We are all looking for progress, but we often forget the most important part: patience. A fitness coach with 18 years of experience advocates for a “patient progress” model, which is built on a solid mindset. This mental framework, he argues, is more critical than any diet or exercise plan. If your mind isn’t in it for the long haul, your body will never catch up. Here are three tips to adopt this sustainable approach.
The first, and most counter-intuitive, tip is to slow down. We are a culture of “instant gratification.” We want to see results now, which leads to a “hypersonic” approach—crash diets, two-a-day workouts. A veteran coach explains this is a path to failure. Rushing leads to mistakes, deprivation, and frustration. It’s the enemy of consistency, which is the only true engine of progress.
By embracing a slower, more deliberate pace, you become more careful. You make fewer errors. You build a routine that you can actually live with. This “patient progress” model, while less dramatic, is what allows you to progress much faster in the long run. You are no longer “going in circles,” but are making steady, forward momentum every single day.

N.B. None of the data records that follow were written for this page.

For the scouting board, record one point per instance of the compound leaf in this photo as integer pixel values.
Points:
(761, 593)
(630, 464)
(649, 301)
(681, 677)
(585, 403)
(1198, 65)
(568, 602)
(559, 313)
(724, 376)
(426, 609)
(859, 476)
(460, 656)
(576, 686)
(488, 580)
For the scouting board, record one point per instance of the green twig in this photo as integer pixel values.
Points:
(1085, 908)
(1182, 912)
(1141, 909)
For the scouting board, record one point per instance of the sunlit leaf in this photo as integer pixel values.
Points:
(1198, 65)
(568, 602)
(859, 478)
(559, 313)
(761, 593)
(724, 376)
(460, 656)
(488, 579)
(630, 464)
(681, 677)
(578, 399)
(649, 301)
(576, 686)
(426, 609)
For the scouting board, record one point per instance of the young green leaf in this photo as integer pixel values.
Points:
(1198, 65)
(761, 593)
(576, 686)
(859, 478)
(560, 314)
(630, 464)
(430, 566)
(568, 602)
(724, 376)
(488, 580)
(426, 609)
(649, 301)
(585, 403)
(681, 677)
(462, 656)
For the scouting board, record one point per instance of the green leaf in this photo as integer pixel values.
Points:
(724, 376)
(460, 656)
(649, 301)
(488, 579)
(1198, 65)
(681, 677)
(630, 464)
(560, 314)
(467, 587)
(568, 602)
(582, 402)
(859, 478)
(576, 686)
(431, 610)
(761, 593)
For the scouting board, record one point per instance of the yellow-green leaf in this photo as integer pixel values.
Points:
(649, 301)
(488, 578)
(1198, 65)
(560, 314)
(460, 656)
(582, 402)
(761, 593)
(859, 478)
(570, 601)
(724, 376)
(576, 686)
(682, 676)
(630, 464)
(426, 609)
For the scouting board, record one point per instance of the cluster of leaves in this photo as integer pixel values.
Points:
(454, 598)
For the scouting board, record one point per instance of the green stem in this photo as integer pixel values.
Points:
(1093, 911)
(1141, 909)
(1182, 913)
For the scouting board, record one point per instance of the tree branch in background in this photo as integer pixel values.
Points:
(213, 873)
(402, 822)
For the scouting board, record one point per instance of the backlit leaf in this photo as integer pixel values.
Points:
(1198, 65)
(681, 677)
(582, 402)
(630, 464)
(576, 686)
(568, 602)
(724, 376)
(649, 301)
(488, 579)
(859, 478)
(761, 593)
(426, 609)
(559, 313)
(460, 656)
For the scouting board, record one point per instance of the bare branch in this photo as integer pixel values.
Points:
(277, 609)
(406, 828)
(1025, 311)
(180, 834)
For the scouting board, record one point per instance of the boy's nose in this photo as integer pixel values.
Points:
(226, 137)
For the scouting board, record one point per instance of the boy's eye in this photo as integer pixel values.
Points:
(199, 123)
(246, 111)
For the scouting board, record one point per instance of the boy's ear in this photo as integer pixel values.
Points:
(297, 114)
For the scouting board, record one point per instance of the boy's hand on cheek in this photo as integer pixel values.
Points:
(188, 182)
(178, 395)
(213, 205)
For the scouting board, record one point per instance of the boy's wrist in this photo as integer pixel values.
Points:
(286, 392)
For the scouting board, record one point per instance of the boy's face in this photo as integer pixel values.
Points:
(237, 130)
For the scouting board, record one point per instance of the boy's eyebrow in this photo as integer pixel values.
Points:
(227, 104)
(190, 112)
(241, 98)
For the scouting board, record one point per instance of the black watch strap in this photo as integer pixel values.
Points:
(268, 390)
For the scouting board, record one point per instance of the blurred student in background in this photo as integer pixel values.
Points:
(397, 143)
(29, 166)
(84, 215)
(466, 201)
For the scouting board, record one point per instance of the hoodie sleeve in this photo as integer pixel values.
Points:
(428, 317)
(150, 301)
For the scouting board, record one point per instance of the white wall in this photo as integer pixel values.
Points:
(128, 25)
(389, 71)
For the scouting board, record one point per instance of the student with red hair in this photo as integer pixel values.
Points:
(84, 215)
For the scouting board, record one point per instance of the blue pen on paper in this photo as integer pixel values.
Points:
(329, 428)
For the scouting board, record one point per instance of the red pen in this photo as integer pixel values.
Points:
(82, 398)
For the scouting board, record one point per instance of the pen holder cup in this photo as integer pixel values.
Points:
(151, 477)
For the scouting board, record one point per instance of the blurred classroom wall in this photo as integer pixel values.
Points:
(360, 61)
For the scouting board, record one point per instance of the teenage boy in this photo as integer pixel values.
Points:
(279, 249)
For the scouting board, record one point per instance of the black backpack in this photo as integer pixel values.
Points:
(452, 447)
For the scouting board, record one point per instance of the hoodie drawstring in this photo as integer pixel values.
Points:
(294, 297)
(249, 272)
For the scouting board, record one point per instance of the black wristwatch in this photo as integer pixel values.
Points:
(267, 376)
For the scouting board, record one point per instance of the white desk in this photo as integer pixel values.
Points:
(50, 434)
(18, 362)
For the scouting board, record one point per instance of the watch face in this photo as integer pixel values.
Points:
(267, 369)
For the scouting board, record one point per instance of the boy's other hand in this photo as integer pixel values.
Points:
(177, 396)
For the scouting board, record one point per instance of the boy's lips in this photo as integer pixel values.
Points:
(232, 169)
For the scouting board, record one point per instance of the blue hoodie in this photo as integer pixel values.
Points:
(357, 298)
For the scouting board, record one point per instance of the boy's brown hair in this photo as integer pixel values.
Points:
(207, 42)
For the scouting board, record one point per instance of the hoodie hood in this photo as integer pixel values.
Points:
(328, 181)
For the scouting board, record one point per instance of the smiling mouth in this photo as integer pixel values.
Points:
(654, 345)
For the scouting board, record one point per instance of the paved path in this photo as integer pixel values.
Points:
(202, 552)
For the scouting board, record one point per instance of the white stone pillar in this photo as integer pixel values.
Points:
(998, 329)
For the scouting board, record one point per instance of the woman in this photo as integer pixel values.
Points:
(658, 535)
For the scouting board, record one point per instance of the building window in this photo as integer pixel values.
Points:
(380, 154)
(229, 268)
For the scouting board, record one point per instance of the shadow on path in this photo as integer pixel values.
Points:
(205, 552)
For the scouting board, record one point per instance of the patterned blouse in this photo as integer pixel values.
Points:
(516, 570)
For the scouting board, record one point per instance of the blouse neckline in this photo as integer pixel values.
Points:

The second tip is to focus on your efforts, not the outcomes. Patience is hard when you’re obsessed with the results. We check the scale, the mirror, the fit of our clothes, and we get frustrated when they don’t change overnight. A fitness expert insists you must focus only on what you can control.
This means your energy must be invested in the controllable, daily process: your sleep, your hydration, your food choices, your scheduled movement. This is a more practical and less anxious way to live. This leads to the third tip: choose small, compounding changes over big, explosive ones. A big, drastic change is overwhelming and rarely lasts. A small, patient change—like adding 10 minutes to your walk—is sustainable and builds unstoppable momentum over time.